Analyse économique
mars 2023
Comment augmenter réellement les salaires ?
La poussée actuelle d’inflation entraine des appels nombreux à augmenter les salaires, afin de préserver le pouvoir d’achat des ménages. Pour que ce pouvoir d’achat augmente, il faut que les salaires progressent au-delà de l’inflation.
Dans leur jargon, les économistes font souvent l’opposition entre le réel et le nominal. Dans le cas des salaires, le salaire nominal, c’est celui que l’on observe chaque mois sur la fiche de paie, son montant exprimé en euros courants. Mais la perte de pouvoir d’achat de la monnaie liée à l’inflation fait qu’un salaire de 2000 euros aujourd’hui permet d’acheter moins de choses qu’un salaire de 2000 euros il y a dix ans. Autrement dit, si l’on trouvait le moyen d’additionner les choux et les carottes avec les téléviseurs et les soins de santé pour définir une unité de consommation, le nombre d’unités de consommation acheté par ces 2000 euros a diminué sur la période. Le salaire réel, c’est ce salaire nominal exprimé en unités de consommation. Ce salaire réel est en général calculé en divisant le salaire nominal par l’indice des prix et on dit que le salaire réel est de x euros aux prix de l’année de référence.
La croissance moyenne du salaire réel dans l’économie dépend de trois facteurs :
• La croissance réelle de l’économie, elle-même dépendante de la croissance du nombre d’heures travaillées et de la productivité ;
• Le partage de la valeur ajoutée ;
• La manière dont la partie rémunérant le travail est répartie entre le salaire proprement dit et les contributions sociales.
Ces différents facteurs peuvent avoir un impact, mais tendanciellement, c’est la croissance de la productivité qui explique l’essentiel de la croissance réelle des salaires. En effet, le partage de la valeur ajoutée est en général relativement stable. Généralement, car on note certaines divergences, comme aux États-Unis où l’on observe effectivement une baisse progressive de la part travail de la valeur ajoutée depuis une trentaine d’années. Mais si l’on prend un pays comme la France, celle-ci est très stable autour de 62%.
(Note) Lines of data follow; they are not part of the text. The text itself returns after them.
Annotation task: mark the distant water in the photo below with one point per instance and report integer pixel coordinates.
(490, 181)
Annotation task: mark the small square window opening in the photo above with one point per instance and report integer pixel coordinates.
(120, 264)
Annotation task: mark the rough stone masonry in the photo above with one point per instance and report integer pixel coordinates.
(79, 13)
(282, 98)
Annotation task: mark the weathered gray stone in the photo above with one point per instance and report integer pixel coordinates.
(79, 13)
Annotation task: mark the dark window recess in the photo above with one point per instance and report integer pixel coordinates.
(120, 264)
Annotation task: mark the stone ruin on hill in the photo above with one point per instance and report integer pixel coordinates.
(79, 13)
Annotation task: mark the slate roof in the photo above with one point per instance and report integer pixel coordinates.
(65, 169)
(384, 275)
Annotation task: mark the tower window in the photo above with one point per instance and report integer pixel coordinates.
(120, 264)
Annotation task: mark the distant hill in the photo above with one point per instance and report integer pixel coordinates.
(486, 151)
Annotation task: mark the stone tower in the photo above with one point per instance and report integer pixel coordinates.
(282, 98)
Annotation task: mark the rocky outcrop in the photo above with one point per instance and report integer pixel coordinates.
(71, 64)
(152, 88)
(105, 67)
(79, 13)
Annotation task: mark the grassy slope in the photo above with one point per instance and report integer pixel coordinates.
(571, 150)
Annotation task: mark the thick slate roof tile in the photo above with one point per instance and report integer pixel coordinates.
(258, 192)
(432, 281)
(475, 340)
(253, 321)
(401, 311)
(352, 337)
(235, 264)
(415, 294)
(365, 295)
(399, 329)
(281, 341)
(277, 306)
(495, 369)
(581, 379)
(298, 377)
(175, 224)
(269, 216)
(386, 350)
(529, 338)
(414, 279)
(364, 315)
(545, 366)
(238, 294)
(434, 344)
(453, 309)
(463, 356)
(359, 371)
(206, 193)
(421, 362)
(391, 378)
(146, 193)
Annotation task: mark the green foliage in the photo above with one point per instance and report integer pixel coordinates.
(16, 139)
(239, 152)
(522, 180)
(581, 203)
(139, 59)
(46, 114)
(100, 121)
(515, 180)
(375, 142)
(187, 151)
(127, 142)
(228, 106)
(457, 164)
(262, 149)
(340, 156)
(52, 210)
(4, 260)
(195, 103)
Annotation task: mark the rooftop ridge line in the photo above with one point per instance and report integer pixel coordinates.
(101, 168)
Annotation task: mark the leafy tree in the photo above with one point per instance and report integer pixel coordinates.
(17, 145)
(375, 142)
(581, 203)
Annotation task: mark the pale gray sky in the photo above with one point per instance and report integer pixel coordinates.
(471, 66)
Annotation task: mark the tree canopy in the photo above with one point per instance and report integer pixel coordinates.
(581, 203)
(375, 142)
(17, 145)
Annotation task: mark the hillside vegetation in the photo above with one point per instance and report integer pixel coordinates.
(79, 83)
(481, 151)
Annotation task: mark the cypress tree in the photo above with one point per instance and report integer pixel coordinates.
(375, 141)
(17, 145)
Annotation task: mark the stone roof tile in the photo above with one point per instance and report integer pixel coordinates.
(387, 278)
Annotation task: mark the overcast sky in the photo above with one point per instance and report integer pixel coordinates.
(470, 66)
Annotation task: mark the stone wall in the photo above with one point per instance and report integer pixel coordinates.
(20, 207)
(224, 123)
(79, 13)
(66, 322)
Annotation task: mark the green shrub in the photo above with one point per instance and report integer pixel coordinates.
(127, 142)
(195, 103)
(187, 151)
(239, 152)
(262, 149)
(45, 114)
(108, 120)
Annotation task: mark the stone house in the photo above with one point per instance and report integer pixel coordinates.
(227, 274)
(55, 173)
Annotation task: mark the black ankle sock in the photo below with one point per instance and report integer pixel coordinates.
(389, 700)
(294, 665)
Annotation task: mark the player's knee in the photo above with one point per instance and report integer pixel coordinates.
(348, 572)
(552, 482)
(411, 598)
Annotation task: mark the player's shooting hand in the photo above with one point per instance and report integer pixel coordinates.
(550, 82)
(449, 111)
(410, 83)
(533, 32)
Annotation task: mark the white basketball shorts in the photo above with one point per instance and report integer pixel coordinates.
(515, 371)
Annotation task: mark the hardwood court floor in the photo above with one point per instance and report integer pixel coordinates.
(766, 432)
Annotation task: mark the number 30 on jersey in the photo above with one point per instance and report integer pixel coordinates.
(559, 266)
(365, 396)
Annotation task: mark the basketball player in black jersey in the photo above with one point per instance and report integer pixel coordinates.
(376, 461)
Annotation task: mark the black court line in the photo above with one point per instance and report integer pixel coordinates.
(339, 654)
Comme le montre le graphique ci-dessous, sur des données américaines de long terme moyennées sur cinq ans, la croissance des salaires réels reste très corrélée à la croissance
de la productivité.
Croissance moyenne sur cinq ans de la productivité et des salaires
Dans le contexte actuel, on observe une forte progression de l’emploi et donc du nombre d’heures travaillées qui ne s’accompagne pas forcément d’une accélération de la croissance,
au-delà des effets liés à la réouverture Post-Covid.
Autrement dit, la croissance de la productivité post-Covid est décevante, ce qui pourrait limiter la croissance tendancielle des salaires réels sur les prochaines années.